Fig. 7. SIRT4 does not affect mPC stability or enzymatic activity.

(A) Analysis of mPC protein stability. Stable inducible mPC-FLAG HEK293 cells alone or also stably overexpressing human SIRT3-MYC or SIRT4-MYC were treated with 1 µM TSA and 10 mM NAM overnight. Protein synthesis and proteasomal protein degradation was inhibited with cycloheximide (20 µg/ml) and MG132 (20 µM), respectively, for 6 h. Cell lysates were analyzed by Western blot using the indicated antibodies. (B) Pyruvate carboxylase activity in stable inducible mPCFLAG HEK293 cells alone or also stably overexpressing human SIRT3-MYC or SIRT4-MYC. For glucose starvation (right graph) cells were cultured in glucose free medium overnight. Relative activities (normalized to mPC-FLAG in absence of SIRT3 or SIRT4) are represented as means of at least three experiments.
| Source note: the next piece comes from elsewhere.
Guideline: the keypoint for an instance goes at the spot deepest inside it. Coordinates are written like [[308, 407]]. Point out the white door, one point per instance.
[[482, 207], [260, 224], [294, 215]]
Error bars represent standard deviation. (C) Enzymatic activities of mPC in liver lysates of wild type and SIRT4^−/− mice fed (left) or fasted for 24 h (right). Relative activities (normalized to wild type) are represented as means of at least three experiments using two (fed) to three (fasted) mice per condition. Error bars represent standard deviation.